Some thoughts on the latest developments in the world of ND sports:
(3) Nice win for ND hoops the other day against UCLA. I don't think this team is an NCAA Tournament team, but I'm stepping away from the ledge a little bit. After the Northwestern game, I walked away thinking we were a bottom 5 Big East team with an NIT-type ceiling, but I was encouraged by our performance in the UCLA game. Still a terrible team defensively, but at least a core nucleus is starting to define itself. Nash and Gody up front, Abro on the wing, Hansbrough and Tory Jackson at guard, and Peoples coming off the bench.
Some observations on the starting five:
-- Love Abromaitis this year. He's Danny Miller reincarnated.
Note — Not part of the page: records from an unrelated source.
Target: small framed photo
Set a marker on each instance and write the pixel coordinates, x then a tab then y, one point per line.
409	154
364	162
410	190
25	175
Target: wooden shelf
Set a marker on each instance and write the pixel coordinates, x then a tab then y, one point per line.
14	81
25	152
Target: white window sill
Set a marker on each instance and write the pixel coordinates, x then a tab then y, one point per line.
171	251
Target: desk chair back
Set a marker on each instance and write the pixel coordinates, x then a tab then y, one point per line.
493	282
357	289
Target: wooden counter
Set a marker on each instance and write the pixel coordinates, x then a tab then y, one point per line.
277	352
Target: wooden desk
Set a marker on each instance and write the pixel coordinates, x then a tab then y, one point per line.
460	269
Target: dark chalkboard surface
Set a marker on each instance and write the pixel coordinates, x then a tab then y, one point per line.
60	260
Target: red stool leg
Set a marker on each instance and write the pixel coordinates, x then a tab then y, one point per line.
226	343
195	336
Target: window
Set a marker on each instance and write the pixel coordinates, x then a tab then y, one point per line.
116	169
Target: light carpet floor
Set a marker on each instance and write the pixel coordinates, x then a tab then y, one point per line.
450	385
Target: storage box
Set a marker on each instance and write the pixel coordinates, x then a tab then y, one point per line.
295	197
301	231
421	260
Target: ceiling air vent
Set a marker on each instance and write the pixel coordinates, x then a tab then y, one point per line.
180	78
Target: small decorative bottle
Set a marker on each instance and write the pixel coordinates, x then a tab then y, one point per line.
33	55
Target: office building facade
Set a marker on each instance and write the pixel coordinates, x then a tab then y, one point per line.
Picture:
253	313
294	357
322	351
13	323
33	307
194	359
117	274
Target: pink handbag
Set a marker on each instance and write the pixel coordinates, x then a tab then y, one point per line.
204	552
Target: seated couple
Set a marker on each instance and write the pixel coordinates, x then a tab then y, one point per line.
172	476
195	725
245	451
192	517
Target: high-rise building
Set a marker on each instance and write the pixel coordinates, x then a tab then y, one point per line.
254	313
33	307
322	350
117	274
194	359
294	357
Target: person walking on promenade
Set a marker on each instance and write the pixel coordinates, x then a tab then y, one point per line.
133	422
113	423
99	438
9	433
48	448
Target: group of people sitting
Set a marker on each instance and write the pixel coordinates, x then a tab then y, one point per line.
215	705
Not only is he a great shooter, but I love that he can put it on the floor and drive aggressively to the bucket. Abro is going to have a great career at ND. Two more years of him. Wow. Gotta get him up to speed defensively, but he's already a very good offensive player.
--Anyone else think that Tory Jackson looks a little too bulky this year? I won't say he looks pudgy. Just wider and thicker. Not sure if it's on purpose to withstand the rigors of Big East basketball (he has worn down the last two seasons), but I prefer the quicker and smaller Tory Jackson. He just doesn't look as explosive this year.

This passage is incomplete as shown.